When guided by sophisticated practitioners who have learned to use the system, agentic document review can provide a powerful strategic advantage in complex investigations and litigations, swifter and more accurate completion of document-review projects and deposition preparation, and a significant reduction in the overall cost of discovery in document-intensive cases.

 

I. Limitations of Prior Approaches to Complex Document Review

Over the last thirty years, as the use of electronic devices has proliferated, the document volumes in complex legal matters have routinely required the analysis of hundreds of thousands or millions of documents.  As a result, document review has become the largest driver of cost and delay in modern litigation.[1]  The litigation industry adopted two principal strategies in response to this explosion of data: outsourcing managed reviews and non-generative TAR (i.e., predictive coding) techniques.  More recently, eDiscovery practitioners have begun to use generative AI to conduct linear review of documents.  Each of these strategies has significant drawbacks.

 

A. Disadvantages of Outsourced Document Review

One response by large enterprises to the increasing cost of document review was to shift large-scale document review away from trial teams at outside law firms toward consulting firms or law firm subsidiaries, often referred to as Alternative Legal Service Providers (“ALSPs”).  These ALSPs manage large teams of contract reviewers to perform first-level document review and document labeling at rates below those charged by law firms.  The results of the outsourced first-level review are then passed back to the litigation team for second-level review, often with extensive (and expensive) back-and-forth cycles of quality control and cleanup workflows.

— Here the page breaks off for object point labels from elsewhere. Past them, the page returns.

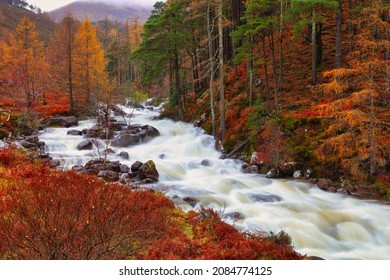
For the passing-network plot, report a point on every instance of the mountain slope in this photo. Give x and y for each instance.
(99, 11)
(11, 15)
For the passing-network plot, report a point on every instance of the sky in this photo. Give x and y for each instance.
(49, 5)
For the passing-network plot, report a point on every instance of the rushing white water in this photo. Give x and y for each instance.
(328, 225)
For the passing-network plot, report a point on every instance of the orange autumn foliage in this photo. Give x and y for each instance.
(63, 215)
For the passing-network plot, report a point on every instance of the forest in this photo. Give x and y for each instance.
(274, 82)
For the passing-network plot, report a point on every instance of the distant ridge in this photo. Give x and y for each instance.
(10, 16)
(97, 11)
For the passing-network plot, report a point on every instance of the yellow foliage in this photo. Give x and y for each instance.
(91, 83)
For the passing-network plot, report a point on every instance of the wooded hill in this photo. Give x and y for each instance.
(11, 15)
(305, 81)
(97, 11)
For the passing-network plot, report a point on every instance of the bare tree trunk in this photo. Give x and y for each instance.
(266, 74)
(276, 86)
(313, 50)
(70, 65)
(339, 20)
(221, 72)
(281, 31)
(250, 66)
(177, 86)
(212, 67)
(372, 137)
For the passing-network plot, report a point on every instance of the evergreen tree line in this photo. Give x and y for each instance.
(204, 46)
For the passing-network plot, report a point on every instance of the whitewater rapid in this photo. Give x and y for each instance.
(328, 225)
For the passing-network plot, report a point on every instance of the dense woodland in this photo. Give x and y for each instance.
(292, 80)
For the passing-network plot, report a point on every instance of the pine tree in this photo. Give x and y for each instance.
(62, 56)
(309, 13)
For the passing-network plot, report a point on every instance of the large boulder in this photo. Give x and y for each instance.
(74, 132)
(85, 145)
(64, 121)
(135, 166)
(109, 175)
(98, 131)
(125, 140)
(325, 184)
(118, 111)
(274, 173)
(251, 169)
(289, 168)
(148, 171)
(124, 155)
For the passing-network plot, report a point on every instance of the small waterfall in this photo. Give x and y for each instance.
(329, 225)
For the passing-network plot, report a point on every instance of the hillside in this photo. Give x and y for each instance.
(99, 11)
(10, 16)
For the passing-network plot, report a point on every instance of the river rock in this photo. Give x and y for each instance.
(324, 184)
(265, 197)
(126, 140)
(123, 168)
(309, 173)
(54, 163)
(108, 175)
(124, 155)
(74, 132)
(289, 168)
(297, 174)
(77, 168)
(274, 173)
(135, 166)
(257, 159)
(118, 111)
(84, 145)
(27, 144)
(114, 126)
(98, 132)
(148, 171)
(113, 166)
(108, 151)
(251, 169)
(64, 121)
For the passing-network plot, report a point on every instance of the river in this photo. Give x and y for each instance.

Three significant drawbacks of this outsourcing trend strike at the heart of sound litigation practices.  First, outsourced review causes distributed knowledge of the factual record among numerous individuals who are not part of the trial team.  Second, as the complexity and volume of the subject matter grows, the consistency and quality of the application of issue codes by review teams generally declines.  Third, because it is overwhelming and time-consuming to manually review large and complex datasets for a large number of issue codes, the number of issue codes applied to datasets in managed review is generally limited. In addition, according to some studies, in complex cases, human review teams achieve average estimated Recall rates of roughly 60%, with upper-bound estimated Recall rates of roughly 80%.[2]  Recall measures completeness—the percentage of truly relevant documents successfully identified by the system out of all relevant documents in the dataset.[3]

 

B. Limitations of Non-Generative TAR (Predictive Coding)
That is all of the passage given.